Afterwards, on the belvedere, looking out over the fall of the land towards the hazy cupolas of Rome, confidences were exchanged while the child limped happily among the flowerbeds. Tove Lundberg was unmarried; her partner’s love had not been strong enough to bear the tragedy of a maimed love-child. The break-up of the union was somehow less tragic than the damage to her own self-image and self-esteem as a woman. So, she had fought shy of new attachments and devoted herself to her career and to the care and education of the girl. Her medical training had helped. Salviati had been more than supportive. He had offered to marry her; but she was not ready yet, perhaps she would never be. One day at a time was enough … As for His Eminence, she would not have taken him for a sentimentalist or an impulsive man. What in fact did he have in mind when he proposed himself as a surrogate grandfather? A shade less eloquently than was his wont, Anton Cardinal Drexel explained his folly …

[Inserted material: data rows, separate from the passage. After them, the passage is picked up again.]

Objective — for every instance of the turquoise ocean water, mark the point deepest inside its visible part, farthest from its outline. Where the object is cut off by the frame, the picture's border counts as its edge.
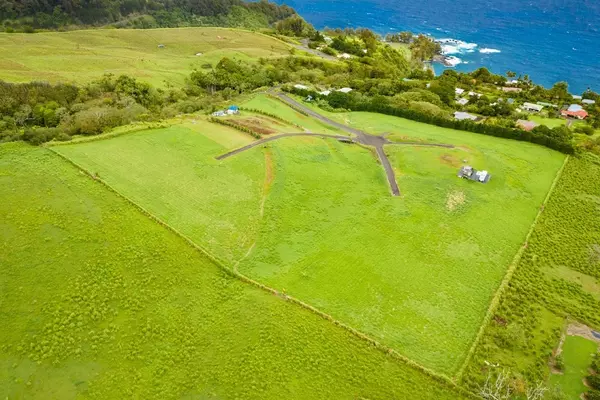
(550, 40)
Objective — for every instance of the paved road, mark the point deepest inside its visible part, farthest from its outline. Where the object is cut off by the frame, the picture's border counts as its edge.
(304, 47)
(271, 138)
(363, 138)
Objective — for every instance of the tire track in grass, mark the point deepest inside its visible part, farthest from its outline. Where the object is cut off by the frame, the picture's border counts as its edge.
(398, 357)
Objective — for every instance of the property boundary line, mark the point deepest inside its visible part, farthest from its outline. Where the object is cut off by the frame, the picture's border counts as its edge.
(507, 278)
(441, 378)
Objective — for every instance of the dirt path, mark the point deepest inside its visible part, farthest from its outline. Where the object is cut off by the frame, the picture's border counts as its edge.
(271, 138)
(362, 137)
(304, 47)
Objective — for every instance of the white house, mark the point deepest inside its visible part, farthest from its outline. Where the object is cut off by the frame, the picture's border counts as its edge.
(532, 107)
(463, 116)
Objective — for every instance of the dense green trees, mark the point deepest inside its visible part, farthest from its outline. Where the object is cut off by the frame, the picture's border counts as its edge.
(50, 14)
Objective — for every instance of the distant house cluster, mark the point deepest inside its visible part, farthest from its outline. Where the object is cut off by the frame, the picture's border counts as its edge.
(232, 110)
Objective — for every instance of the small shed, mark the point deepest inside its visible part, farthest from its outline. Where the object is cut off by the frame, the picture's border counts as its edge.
(470, 173)
(532, 107)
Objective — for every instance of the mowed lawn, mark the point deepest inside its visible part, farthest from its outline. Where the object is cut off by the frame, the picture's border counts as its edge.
(81, 56)
(317, 221)
(577, 353)
(268, 104)
(97, 301)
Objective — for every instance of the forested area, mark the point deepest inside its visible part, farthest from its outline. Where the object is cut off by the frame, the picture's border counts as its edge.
(27, 15)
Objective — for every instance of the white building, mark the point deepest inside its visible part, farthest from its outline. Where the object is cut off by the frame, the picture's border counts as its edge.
(532, 107)
(459, 115)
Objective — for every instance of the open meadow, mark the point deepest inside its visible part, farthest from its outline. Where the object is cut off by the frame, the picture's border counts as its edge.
(82, 56)
(313, 218)
(99, 302)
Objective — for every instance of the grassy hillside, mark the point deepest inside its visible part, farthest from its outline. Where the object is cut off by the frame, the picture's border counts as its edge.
(81, 56)
(314, 218)
(98, 302)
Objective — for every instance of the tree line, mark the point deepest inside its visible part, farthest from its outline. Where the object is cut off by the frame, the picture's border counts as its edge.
(26, 15)
(558, 139)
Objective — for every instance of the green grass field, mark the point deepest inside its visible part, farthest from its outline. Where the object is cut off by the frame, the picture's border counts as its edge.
(549, 122)
(577, 353)
(99, 302)
(314, 218)
(82, 56)
(274, 106)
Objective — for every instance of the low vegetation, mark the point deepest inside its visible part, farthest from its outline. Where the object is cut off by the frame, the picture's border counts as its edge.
(148, 316)
(553, 282)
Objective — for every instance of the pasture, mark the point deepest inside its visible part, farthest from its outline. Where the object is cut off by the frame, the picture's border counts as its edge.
(82, 56)
(98, 301)
(577, 353)
(313, 218)
(271, 105)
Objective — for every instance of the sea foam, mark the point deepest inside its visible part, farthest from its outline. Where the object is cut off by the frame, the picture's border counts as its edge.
(486, 50)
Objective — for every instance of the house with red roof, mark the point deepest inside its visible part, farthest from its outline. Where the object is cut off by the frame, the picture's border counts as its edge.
(574, 111)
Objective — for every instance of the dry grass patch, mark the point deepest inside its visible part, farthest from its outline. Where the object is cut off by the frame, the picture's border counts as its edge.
(455, 199)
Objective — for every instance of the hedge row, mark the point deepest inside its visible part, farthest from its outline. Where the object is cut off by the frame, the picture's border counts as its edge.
(443, 379)
(233, 125)
(298, 110)
(347, 101)
(268, 114)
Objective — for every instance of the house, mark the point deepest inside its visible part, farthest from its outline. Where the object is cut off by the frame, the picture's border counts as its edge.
(468, 172)
(574, 111)
(461, 116)
(526, 125)
(532, 107)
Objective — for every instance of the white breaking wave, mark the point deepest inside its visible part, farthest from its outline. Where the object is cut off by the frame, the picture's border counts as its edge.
(454, 46)
(486, 50)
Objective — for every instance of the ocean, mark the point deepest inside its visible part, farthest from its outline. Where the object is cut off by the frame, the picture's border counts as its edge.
(549, 40)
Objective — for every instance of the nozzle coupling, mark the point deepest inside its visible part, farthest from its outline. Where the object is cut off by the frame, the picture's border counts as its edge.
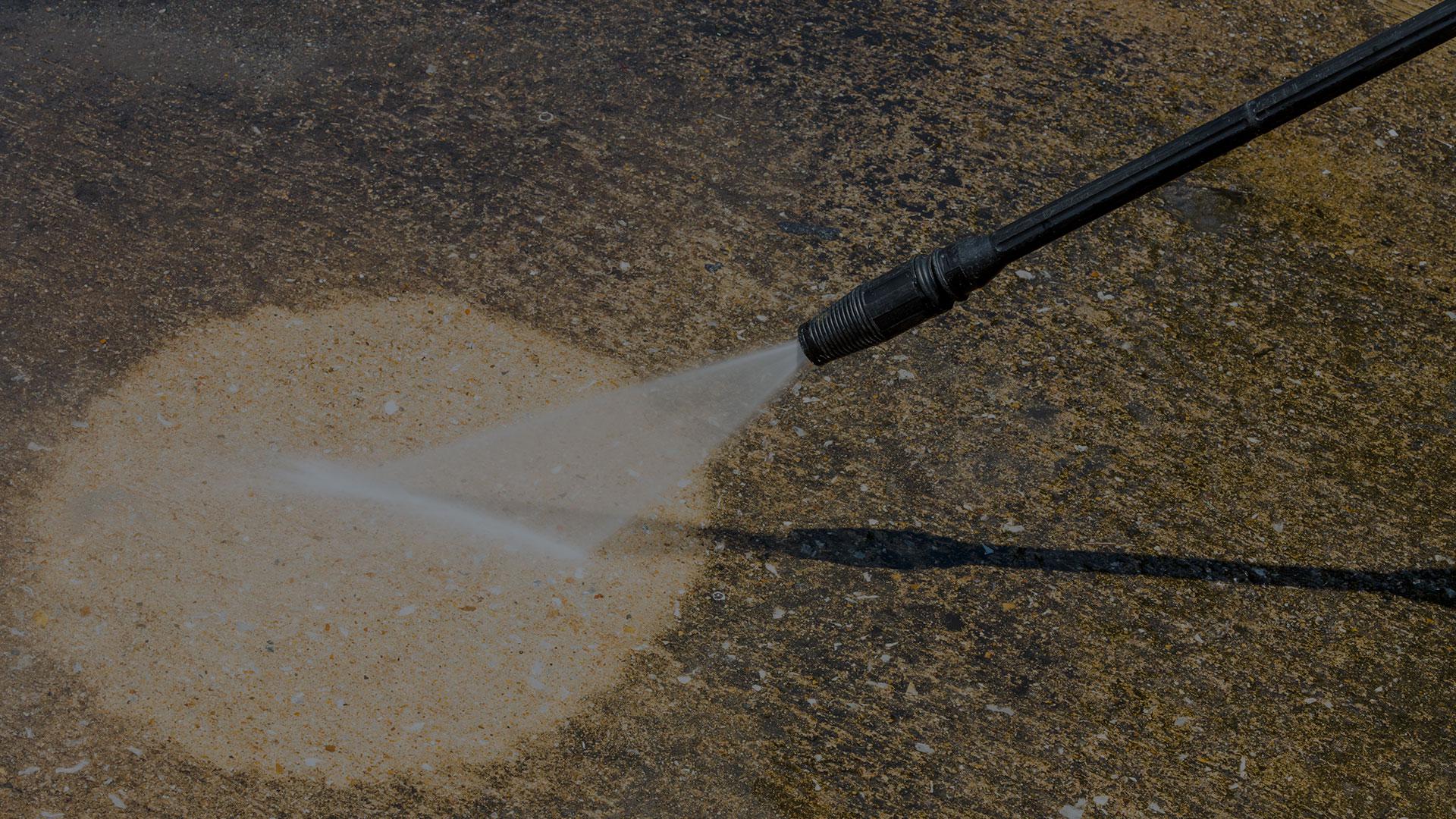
(883, 308)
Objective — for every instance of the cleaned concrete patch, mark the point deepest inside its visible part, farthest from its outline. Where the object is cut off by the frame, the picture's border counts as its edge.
(278, 632)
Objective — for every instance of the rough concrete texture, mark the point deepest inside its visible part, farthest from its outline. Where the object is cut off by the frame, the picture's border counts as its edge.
(1159, 526)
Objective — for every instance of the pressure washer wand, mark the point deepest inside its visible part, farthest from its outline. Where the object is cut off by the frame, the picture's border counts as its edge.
(932, 283)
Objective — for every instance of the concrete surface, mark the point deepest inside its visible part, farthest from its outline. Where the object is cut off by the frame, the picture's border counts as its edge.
(1158, 528)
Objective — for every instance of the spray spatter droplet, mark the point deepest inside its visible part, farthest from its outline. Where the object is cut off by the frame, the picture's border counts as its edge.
(561, 483)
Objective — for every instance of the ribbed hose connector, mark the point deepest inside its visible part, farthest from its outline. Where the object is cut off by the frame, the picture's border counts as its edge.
(878, 309)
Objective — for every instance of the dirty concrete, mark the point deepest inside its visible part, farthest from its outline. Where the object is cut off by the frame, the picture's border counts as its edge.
(1158, 525)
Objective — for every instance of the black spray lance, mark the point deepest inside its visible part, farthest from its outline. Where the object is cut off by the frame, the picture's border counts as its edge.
(932, 283)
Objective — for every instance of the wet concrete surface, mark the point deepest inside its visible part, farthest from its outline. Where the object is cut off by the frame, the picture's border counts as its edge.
(1161, 516)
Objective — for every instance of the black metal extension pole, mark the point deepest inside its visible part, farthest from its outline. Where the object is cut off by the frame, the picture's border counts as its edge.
(932, 283)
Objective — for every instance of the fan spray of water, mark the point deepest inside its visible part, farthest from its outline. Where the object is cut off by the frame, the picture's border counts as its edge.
(561, 483)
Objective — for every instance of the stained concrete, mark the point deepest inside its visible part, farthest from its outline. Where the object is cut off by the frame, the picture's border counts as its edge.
(1164, 519)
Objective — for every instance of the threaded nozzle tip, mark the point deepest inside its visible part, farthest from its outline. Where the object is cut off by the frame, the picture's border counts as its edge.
(839, 330)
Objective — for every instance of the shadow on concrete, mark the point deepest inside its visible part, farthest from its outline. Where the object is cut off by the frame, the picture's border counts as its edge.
(910, 551)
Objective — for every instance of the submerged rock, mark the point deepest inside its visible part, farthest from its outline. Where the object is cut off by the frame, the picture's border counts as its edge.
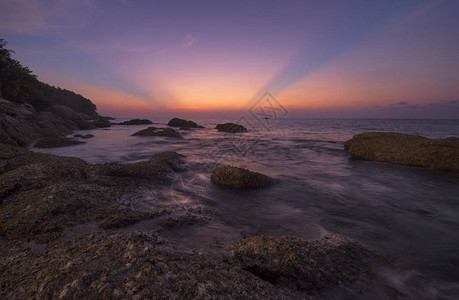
(172, 158)
(56, 142)
(96, 265)
(176, 122)
(239, 178)
(158, 170)
(231, 128)
(405, 149)
(102, 123)
(301, 264)
(154, 131)
(84, 136)
(136, 122)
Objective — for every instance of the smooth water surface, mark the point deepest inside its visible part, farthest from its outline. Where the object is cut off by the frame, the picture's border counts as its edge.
(407, 212)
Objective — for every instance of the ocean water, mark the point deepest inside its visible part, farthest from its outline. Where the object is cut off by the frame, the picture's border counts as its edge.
(409, 213)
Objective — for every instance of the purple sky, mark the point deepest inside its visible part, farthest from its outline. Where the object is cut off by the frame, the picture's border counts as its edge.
(374, 59)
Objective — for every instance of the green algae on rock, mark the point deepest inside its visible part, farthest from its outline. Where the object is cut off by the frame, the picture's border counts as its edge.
(55, 142)
(239, 178)
(405, 149)
(154, 131)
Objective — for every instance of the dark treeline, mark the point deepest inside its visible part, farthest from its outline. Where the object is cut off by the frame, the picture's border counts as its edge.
(18, 84)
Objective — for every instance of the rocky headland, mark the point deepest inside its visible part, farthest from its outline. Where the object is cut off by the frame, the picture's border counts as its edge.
(21, 124)
(65, 230)
(62, 235)
(412, 150)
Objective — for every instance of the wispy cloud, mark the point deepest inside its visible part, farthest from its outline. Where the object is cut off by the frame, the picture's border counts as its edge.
(189, 41)
(399, 103)
(38, 16)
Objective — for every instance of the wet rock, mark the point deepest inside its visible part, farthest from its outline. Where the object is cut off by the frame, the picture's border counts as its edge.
(8, 151)
(124, 265)
(54, 142)
(136, 122)
(123, 218)
(84, 136)
(154, 131)
(301, 264)
(172, 158)
(231, 128)
(239, 178)
(176, 122)
(153, 169)
(405, 149)
(101, 123)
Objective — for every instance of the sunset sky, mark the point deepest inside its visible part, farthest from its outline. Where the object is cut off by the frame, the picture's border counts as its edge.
(337, 58)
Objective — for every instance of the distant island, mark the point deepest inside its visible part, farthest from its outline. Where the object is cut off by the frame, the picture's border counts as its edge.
(18, 84)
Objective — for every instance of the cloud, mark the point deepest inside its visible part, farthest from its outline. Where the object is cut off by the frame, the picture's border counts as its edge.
(37, 16)
(400, 103)
(104, 47)
(189, 41)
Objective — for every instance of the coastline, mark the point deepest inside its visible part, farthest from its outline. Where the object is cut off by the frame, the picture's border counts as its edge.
(55, 205)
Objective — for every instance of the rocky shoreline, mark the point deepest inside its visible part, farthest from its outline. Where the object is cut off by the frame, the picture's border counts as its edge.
(405, 149)
(63, 235)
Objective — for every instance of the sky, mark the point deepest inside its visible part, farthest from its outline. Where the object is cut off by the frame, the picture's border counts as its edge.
(341, 58)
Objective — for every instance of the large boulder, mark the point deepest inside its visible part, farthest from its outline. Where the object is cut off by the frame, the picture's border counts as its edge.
(412, 150)
(172, 158)
(154, 131)
(136, 122)
(239, 178)
(51, 142)
(153, 169)
(101, 123)
(303, 265)
(231, 128)
(176, 122)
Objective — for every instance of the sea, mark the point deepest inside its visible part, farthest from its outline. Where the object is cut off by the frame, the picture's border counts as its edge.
(408, 213)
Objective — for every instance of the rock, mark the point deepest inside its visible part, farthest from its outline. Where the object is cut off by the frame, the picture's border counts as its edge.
(172, 158)
(303, 265)
(102, 123)
(154, 131)
(405, 149)
(56, 142)
(155, 169)
(136, 122)
(126, 265)
(176, 122)
(238, 178)
(231, 128)
(84, 136)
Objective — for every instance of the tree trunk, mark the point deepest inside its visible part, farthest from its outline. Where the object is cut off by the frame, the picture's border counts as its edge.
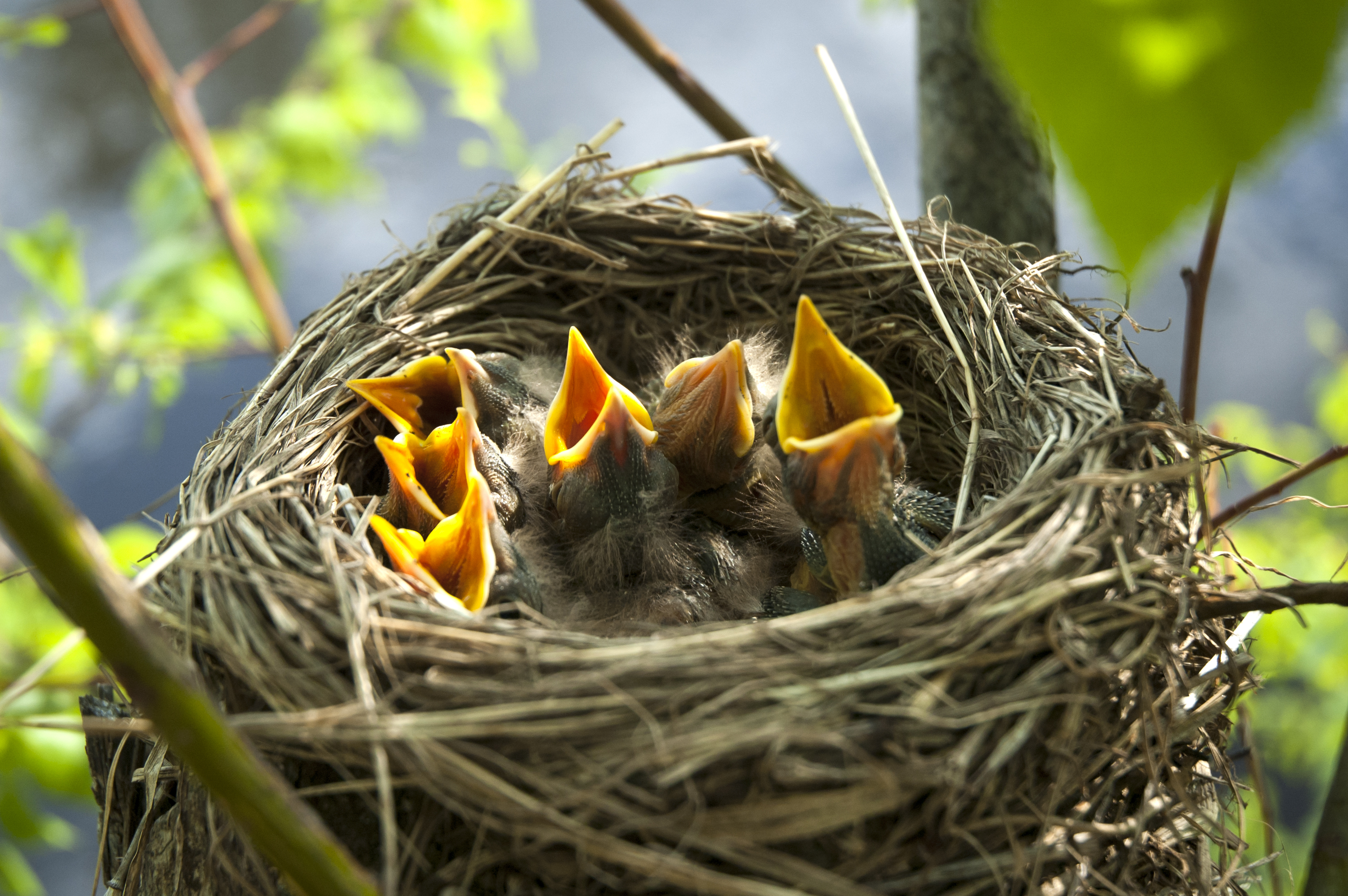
(979, 147)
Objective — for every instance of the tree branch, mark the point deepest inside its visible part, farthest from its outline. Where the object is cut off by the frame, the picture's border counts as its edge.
(178, 106)
(670, 69)
(239, 37)
(80, 577)
(1328, 874)
(1196, 286)
(1272, 599)
(1279, 486)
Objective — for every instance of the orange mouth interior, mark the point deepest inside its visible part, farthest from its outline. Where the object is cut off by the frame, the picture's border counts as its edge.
(588, 403)
(825, 387)
(417, 399)
(458, 560)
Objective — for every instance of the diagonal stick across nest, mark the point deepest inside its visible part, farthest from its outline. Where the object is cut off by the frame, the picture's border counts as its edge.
(1009, 709)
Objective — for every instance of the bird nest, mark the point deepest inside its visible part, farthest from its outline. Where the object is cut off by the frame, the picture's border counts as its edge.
(1022, 711)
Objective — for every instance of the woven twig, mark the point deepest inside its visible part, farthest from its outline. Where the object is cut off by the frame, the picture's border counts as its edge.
(1003, 717)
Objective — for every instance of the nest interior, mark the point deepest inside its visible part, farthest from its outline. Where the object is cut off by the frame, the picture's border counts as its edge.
(1007, 716)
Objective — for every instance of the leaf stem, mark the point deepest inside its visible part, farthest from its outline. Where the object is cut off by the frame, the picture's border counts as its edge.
(1196, 286)
(81, 580)
(664, 62)
(1279, 486)
(236, 39)
(177, 103)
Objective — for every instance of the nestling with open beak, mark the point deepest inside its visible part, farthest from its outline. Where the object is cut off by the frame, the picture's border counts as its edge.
(456, 562)
(634, 557)
(467, 554)
(497, 388)
(836, 430)
(427, 476)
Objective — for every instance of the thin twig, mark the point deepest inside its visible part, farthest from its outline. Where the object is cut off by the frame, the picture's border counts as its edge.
(1272, 599)
(734, 147)
(81, 578)
(1261, 791)
(483, 236)
(177, 103)
(1196, 285)
(670, 69)
(25, 682)
(1279, 486)
(236, 39)
(868, 158)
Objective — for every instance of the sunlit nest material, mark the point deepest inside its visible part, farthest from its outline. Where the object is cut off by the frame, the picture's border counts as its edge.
(1006, 717)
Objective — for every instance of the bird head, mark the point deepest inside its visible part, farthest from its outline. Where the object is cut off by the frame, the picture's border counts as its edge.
(428, 479)
(705, 418)
(836, 425)
(418, 398)
(491, 388)
(601, 442)
(458, 561)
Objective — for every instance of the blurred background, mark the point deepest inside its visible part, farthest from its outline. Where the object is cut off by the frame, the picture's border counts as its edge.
(86, 180)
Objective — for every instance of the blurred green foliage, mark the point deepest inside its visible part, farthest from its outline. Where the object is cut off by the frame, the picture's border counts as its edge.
(38, 31)
(182, 298)
(39, 766)
(1299, 715)
(1153, 103)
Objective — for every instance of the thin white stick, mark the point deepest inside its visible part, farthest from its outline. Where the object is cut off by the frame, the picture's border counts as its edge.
(170, 554)
(878, 180)
(1234, 643)
(25, 682)
(734, 147)
(480, 239)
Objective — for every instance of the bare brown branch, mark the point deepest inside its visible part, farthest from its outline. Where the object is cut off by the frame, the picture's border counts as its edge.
(670, 69)
(1272, 599)
(178, 106)
(1250, 502)
(1196, 285)
(239, 37)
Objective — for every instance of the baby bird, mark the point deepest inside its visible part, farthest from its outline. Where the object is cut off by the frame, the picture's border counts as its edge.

‘According to some of the most ancient protocols in the western world, I am a prince – a prince of the Holy Roman Catholic and Apostolic Church. I am the most senior member of the College of Cardinals, Prefect of a Congregation, member of Secretariats and Commissions – the perfect and perfected ecclesiastical bureaucrat. At seventy-five I shall offer my resignation to the Holy Father. He will accept it, but ask me to continue working, sine die, so that the Church may have the benefit of my experience. But the older I get, the more I feel that I shall leave this planet the way a snowflake disappears, without a trace, without a single permanent imprint to mark my passing. What little love I have left is withering inside me like a walnut in the shell. I should like to spend the last of it on this child. Why? God knows! She took possession of me. She asked me to be her nonno. Every child should have two grandfathers. So far she has only one.’ He laughed at his own earnestness. ‘In another age, I’d have kept mistresses and bred my own children and called them, for decency, nephews and nieces. I would have enriched them out of the coffers of the Church and made sure my sons became bishops and my daughters married nobly. I can’t do that for Britte, but I can get her whatever training and therapy she needs. I can give her time and love.’

‘I wonder,’ Tove Lundberg was suddenly withdrawn and thoughtful, ‘I wonder if you will understand what I am about to say.’

‘I can try.’

‘What Britte needs is the company of her peers, children who are handicapped but of high intelligence. She needs the inspiration of loving and enlightened teachers. The institute which she attends now is run by Italian nuns. They are good, they are devoted, but they have the Latin view of institutional life. They dispense charity and care by routine, old-fashioned routine … That works for children who are mentally handicapped and who tend to be docile and responsive. But for those like Britte, imprisoned intelligences, it is far, far from enough. I don’t have the time or the money, but what I would love to see started is a group, what the Italians call a colonia, properly staffed with trained people from Europe and America, supported by parent groups, subsidised if possible by the State and the Church.’ She broke off and made a little shrugging gesture of self-mockery. ‘I know it’s impossible, but it would be one way to getting yourself a late-life family.’

‘For that,’ said Anton Drexel, ‘one needs more life than I have at my disposal. However, if God has endowed me with a granddaughter, He will hardly deny me the grace to perform my duties towards her. Let’s walk awhile. I’ll show you what we have here, the vineyards, the farmland. Then you will choose the room where you and Britte will stay whenever you visit … A colonia, eh? A colony of new intelligences to grace this battered planet! I’m sure I can’t afford it, but the idea is wonderful!’

And that, whenever he looked backwards, was the day he identified as the beginning of his career as a surrogate grandfather to Britte Lundberg and sixteen other girls and boys who, year by year, had taken over his villa, most of his income, and the happiest corner of his life – from which small, secret standing place he now proposed to launch the most foolhardy venture of his career.